Consider the code below:
a = [1, 2]
a.extend(x*2 for x in a)
print(a)
At first glance, it would seem (to the uninitiated) that the code will generate the following output:
[1, 2, 2, 4]
But it does NOT generate that output. In fact, the program never ends - it is an infinite program. You need to convert that generator expression to a list first. Like so:
a = [1, 2]
a.extend([x*2 for x in a])
print(a)
Question is, why is it an infinite program when using the first approach? I understand that in order to execute extend
, it must first evaluate the generator expression, which in turn references the original list. But here's how I would assume it works (or should work):
extend
has a generator expression as the argument, so it goes ahead and evaluates the expression first[2, 4]
extend
the original list a
with [2, 4]
But looks like that's not what actually happens.
Can anyone explain what is going on, and describe why it behaves the way it does?
- generator expression is evaluated to [2, 4]

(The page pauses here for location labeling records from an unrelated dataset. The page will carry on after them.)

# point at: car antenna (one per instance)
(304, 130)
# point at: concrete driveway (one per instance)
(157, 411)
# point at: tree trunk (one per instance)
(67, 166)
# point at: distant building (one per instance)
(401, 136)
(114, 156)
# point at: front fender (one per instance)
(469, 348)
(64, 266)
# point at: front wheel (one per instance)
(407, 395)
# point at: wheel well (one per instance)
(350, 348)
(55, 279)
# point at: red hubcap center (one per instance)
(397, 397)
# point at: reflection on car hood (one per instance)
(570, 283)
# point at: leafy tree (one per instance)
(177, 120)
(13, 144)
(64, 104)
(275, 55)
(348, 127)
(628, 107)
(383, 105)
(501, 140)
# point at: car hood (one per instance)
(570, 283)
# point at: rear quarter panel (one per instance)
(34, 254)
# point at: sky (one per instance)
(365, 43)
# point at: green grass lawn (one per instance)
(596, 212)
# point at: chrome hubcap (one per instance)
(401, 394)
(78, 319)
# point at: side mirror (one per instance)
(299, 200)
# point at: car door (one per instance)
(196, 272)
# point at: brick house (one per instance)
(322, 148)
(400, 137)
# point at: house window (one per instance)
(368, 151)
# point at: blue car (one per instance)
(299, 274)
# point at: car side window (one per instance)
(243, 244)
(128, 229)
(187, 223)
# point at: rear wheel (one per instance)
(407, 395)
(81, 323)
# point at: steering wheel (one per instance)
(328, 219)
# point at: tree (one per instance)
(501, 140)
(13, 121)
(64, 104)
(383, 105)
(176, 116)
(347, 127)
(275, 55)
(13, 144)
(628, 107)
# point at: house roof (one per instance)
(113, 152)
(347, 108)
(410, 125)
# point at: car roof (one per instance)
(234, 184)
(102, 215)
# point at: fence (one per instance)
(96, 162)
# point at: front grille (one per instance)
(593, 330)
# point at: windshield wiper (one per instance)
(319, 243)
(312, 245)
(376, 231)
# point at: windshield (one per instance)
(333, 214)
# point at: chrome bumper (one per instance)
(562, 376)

Is wrong. The generator expression is evaluated lazily, an item at a time, no such list
is produced, and the items are appended one at a time, in a way that means the generator expression eventually starts reading its own output from later in the list
as it goes.
Generator expressions are lazy. list.extend
doesn't need to completely evaluate the argument, it can just iterate it as it goes, appending each item as it goes. The internal implementation can be written entirely in terms of append
, e.g.:
def extend(self, it):
for x in it:
self.append(x)
In practice, it's a C version of the loop with some minor optimizations tossed in to reduce reallocations when possible and some optimizations/protections that special-case list
, tuple
and direct self-extend
s.
This is typically a good thing; the whole point of generator expressions is to avoid a wasteful temporary list
, and forcibly converting from genexpr to list
would make it slower and add additional unnecessary memory expenses. If it just converted to list
then extended every time an operation like this occurred, genexprs would be mostly pointless. So they don't.
The code does include protection against the simple case of:
mylist.extend(mylist)
but it doesn't attempt to defend against cases like this where there's indirection in the way. There's no way to defend against it in general (it can't trace through all the layers of indirection possible to determine it's really self-assignment); when they come up, you're responsible for doing it safely.